Objective: High-resolution MR-imaging of the intracranial arterial wall is a promising technique for diagnosis of intracranial arteriopathies in patients with ischemic stroke. We aimed to evaluate the additional value of vessel wall imaging (VWI) to the standard work-up of ischemic stroke patients.
Methods: We selected all patients with ischemic stroke who had intracranial VWI at our institute to evaluate possible intracranial arteriopathy, such as atherosclerosis, dissection, vasculitis, or reversible cerebral vasoconstriction syndrome. Two observers, who were blinded to the VWI, first determined the most likely stroke etiology based on the standard work-up (clinical history, brain parenchyma imaging, vessel lumen imaging, laboratory results, and cardiac work-up). Then VWI was reviewed to assess whether this would change the suspected stroke etiology or whether the differential diagnosis could be narrowed down.

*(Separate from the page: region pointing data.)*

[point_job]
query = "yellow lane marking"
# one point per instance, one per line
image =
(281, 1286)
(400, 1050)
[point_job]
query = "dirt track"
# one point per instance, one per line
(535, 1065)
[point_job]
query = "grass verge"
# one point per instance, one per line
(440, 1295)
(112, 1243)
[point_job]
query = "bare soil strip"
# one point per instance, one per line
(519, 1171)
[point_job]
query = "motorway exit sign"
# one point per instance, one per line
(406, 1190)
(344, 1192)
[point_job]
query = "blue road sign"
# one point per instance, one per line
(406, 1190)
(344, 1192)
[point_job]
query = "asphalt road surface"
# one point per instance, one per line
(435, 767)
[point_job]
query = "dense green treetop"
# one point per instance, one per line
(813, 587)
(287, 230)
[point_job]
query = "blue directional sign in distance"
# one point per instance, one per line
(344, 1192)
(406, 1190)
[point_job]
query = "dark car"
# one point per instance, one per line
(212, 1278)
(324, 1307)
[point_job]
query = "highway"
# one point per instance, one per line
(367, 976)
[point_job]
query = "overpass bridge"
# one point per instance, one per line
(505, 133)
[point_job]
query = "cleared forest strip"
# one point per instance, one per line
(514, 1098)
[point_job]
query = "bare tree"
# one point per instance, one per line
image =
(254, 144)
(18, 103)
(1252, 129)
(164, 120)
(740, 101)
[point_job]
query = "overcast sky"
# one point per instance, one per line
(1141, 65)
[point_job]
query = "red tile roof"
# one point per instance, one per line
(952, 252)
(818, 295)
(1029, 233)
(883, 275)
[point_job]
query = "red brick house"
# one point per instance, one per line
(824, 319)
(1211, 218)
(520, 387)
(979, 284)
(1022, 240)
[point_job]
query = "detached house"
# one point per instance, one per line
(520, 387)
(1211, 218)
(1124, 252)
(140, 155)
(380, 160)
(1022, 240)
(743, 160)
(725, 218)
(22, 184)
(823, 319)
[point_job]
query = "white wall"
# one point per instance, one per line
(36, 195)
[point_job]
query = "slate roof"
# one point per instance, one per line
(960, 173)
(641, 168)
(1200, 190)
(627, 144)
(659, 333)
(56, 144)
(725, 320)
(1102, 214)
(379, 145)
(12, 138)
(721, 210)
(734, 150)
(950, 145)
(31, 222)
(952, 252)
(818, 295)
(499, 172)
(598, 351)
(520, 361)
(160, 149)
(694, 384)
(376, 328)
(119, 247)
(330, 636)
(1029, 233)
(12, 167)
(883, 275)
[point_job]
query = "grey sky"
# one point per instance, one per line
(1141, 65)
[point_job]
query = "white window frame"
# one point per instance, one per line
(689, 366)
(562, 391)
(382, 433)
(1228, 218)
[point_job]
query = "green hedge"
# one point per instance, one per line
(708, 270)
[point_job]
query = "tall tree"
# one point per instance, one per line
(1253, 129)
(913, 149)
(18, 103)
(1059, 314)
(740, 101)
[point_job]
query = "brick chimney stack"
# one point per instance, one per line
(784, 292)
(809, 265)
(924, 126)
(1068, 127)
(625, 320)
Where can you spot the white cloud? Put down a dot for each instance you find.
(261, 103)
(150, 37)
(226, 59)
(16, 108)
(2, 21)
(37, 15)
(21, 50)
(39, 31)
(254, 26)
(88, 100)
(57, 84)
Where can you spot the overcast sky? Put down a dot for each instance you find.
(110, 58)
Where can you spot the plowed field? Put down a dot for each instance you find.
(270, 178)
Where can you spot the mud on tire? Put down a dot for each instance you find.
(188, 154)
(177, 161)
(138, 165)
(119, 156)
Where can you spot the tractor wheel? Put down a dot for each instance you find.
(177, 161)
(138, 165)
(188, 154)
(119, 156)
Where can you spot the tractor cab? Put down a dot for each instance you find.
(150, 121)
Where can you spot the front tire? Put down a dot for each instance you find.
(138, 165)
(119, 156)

Results: Between 2006 and 2014, 199 patients with ischemic stroke, mean age 55 (IQ-range: 44-67) had VWI. VWI provided additional information to the standard stroke work-up in 128 patients (64%). In 38/199 patients (19%) the conclusion on stroke etiology was altered based on VWI and in 90/199 patients (45%) the differential diagnosis was further narrowed after VWI. VWI did not have additional value when the most likely stroke etiology based on the standard work-up remained the same (50/199 patients; 25%), when the differential diagnosis could not be narrowed down (16/199; 8%), or in case of poor image quality (5/199 patients; 3%). Patients under the age of 46 benefited more often from VWI than older adults (Odds Ratio 3.5; 95%CI: 1.7-7.6).
Conclusion: VWI provided additional information to the conventional stroke work-up in almost two-thirds of patients suspected to have intracranial arteriopathy. Next step is to determine how frequently this additional information resulted in altered therapy.